RECENSIONI: Matt That di Mistero Milano

Trovare un top opaco che risponda a tutte le esigenze di un’onicotecnica non è facile, ma Mistero Milano, il marchio polacco portato in Italia da Valentina Colonna, ha centrato l’obbiettivo.

Il brand, che sta iniziando a farsi strada in tutta la penisola, colpisce subito per il packaging giovane e moderno, e un’ampia gamma di prodotti, che includono basi soak off, gel e acrygel, e una vasta scelta di polveri e flakes per chi ama sbizzarrirsi con la Nail Art.

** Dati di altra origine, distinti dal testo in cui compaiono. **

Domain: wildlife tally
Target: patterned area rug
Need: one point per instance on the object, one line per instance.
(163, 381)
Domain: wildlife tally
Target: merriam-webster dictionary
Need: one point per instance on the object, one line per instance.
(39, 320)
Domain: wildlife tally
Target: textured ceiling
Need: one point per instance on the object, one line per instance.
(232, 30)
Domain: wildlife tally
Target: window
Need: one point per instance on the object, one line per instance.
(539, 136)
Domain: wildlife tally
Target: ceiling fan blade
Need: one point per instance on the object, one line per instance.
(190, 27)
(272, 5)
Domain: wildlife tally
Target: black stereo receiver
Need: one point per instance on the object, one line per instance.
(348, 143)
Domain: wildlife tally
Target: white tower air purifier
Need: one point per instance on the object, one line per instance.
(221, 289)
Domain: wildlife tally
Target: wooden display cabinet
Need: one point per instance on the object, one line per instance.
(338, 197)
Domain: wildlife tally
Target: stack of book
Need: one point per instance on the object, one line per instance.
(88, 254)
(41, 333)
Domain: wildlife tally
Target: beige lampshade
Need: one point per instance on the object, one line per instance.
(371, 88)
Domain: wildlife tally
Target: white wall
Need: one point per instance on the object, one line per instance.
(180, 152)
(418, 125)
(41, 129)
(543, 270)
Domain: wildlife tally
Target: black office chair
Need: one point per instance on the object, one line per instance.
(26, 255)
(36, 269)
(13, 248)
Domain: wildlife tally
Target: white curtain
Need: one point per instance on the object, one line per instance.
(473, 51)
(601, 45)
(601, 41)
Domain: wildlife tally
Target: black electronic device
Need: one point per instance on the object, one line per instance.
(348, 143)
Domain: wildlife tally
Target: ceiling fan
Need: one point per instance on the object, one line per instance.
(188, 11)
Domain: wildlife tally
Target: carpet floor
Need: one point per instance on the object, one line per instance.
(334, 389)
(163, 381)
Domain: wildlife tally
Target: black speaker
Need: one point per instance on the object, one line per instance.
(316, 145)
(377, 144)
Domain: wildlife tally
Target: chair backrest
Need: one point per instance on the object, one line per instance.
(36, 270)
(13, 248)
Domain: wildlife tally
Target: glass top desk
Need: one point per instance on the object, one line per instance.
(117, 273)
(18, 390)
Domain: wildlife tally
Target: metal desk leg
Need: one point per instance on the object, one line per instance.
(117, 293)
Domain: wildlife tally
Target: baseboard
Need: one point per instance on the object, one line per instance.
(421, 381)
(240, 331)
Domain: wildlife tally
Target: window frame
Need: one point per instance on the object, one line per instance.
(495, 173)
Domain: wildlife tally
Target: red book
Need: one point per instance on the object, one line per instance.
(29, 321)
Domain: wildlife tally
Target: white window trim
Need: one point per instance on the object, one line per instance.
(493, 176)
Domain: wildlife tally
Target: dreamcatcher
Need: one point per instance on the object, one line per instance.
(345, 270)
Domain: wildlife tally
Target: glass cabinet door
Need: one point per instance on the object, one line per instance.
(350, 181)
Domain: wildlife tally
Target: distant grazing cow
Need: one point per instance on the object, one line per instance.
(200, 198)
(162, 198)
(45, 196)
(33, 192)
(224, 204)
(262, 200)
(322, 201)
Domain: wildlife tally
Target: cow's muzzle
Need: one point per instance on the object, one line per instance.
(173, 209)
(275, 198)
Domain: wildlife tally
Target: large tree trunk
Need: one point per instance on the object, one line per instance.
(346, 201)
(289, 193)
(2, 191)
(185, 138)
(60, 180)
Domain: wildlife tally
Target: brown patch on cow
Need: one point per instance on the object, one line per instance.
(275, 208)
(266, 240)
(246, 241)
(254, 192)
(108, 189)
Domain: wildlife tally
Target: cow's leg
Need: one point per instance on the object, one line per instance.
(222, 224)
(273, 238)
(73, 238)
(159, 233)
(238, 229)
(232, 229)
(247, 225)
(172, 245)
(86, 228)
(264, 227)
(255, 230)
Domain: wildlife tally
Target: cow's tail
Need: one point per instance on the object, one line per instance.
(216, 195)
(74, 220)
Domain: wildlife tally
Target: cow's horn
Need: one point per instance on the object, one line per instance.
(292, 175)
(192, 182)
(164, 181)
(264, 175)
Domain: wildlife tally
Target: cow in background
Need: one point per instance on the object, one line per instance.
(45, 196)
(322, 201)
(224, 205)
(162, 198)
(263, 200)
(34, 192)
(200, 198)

Nello specifico, il sigillante Matt That, disponibile nel formato 6ml o 11ml, è un top opaco Progetto senza titolo-3 copiasenza dispersione. Rispetto ad altri finish matt in commercio, quello della Mistero Milano ha una consistenza abbastanza liquida, e di facile stesura. Diversamente da altri prodotti, infatti, non compromette la struttura creando fastidiose striature, o addirittura avvallamenti; la sua densità, infatti, agevola la stesura e velocizza il lavoro.

Uno degli aspetti più positivi del Matt That è la sensazione al tatto: dopo aver polimerizzato il finish per 120 secondi in lampada UV e dai 30 ai 90 secondi in lampada LED, il risultato è un effetto opaco quasi vellutato, non ruvido e molto piacevole al tatto. Anche in questo caso, il top Mistero Milano batte la concorrenza: diversamente da altri prodotti a finitura opaca, che creano un leggero ma fastidioso attrito, il Matt That risulta davvero liscio e vellutato al tatto, e per chi lo indossa non serve tempo per abituarsi a una nuova sensazione, che, anzi, è piacevole.